A visit to the Department of Professional and Occupational Regulation in Vick’s home state of Virginia, will uncover a list of boards governing occupations from barber to hair braider, professional wrestler to interior designer, cemetery operator to time-share salesman. Under Virginia’s relatively liberal licensing regime, a felony conviction will not automatically bar entry to one’s chosen profession. Instead, the regulatory board has the authority to, “refuse a license, certificate or registration if, based upon all the information available, including the applicant’s record of prior convictions, it finds that the applicant is unfit or unsuited to engage in such occupation or profession.” Here things get sticky. What makes an applicant “unfit” for an occupation? In the case of one woman, a repeat DUI conviction was enough for the Real Estate Board to revoke her license and bar her from her chosen profession even after she served her sentence.
The situation is worse in the twenty-six states that have no standards governing the relevance of conviction records of applicants for occupational licenses. Boards can deny applicants on the basis of any conviction. Furthermore, in Virginia, as in many other states, private employers and licensing boards can also inquire about arrests that never led to convictions.
To make matters worse for both potential applicants and consumers, regulatory boards are typically dominated by current occupants of the regulated industries; the licensing decisions are made by actors who have a vested interest in limiting competition and cartelizing their trade.

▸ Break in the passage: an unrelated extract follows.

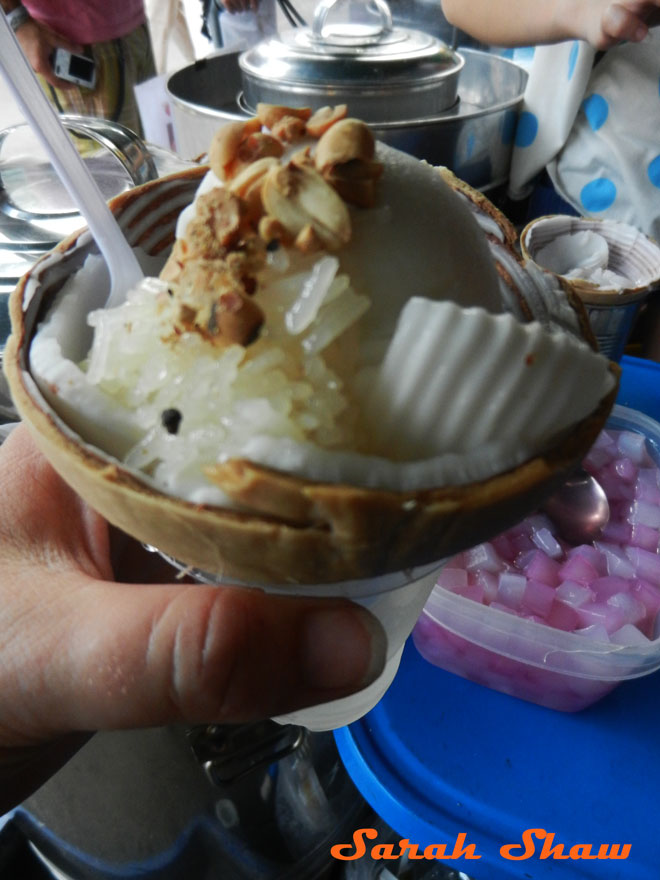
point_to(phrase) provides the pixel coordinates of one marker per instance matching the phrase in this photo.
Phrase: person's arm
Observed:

Such behavior was familiar to Adam Smith when he wrote, “People of the same trade seldom meet together, even for merriment and diversion, but the conversation ends in a conspiracy against the public, or in some contrivance to raise prices.” Until recently, potential florists in Louisiana were subject to an exam “in which their own future competitors decide whether they are “good enough” to sell floral arrangement.” In a similar vein, the Louisiana State Board of Embalmers and Funeral Directors is busy protecting state residents from the scourge of unlicensed casket makers in the form of a group of Benedictine monks. In Florida, sheriff’s deputies are busy staging commando-style raids on barber shops.
Some sense of balance is in order. We need better rules governing felon exclusion and occupational licensing in general. Convicted sex-offenders shouldn’t work in day care centers. Fraudsters shouldn’t work as accountants and securities dealers. But what public interest is being served by keeping a former drug pusher or DUI felon from opening a barber shop or tattoo parlor, running a contracting business, braiding hair, or selling homes?
Furthermore, why are so many of these occupations licensed at all? What crimes against good taste are being committed in the states without licensed interior designers? What kind of qualifications is Boston looking for when it regulates fortune tellers? The free market may not be the answer to all of life’s problems, but surely, it’s the answer to some of them. What irreparable harm will come to us in the event of a bad haircut or mismatched flower arrangement? Are cities such as Detroit made better off when large segments of their population are unable to legally start new businesses because of onerous testing requirements, high filing fees, or unrelated felony convictions?
In America, natural talent, ambition, circumstance of birth and luck determine how far we get in pursuit of our dreams. No one is guaranteed success. No one is entitled to a particular job, but we should all be entitled a chance to earn our own way. Even if we can’t throw a football like Michael Vick.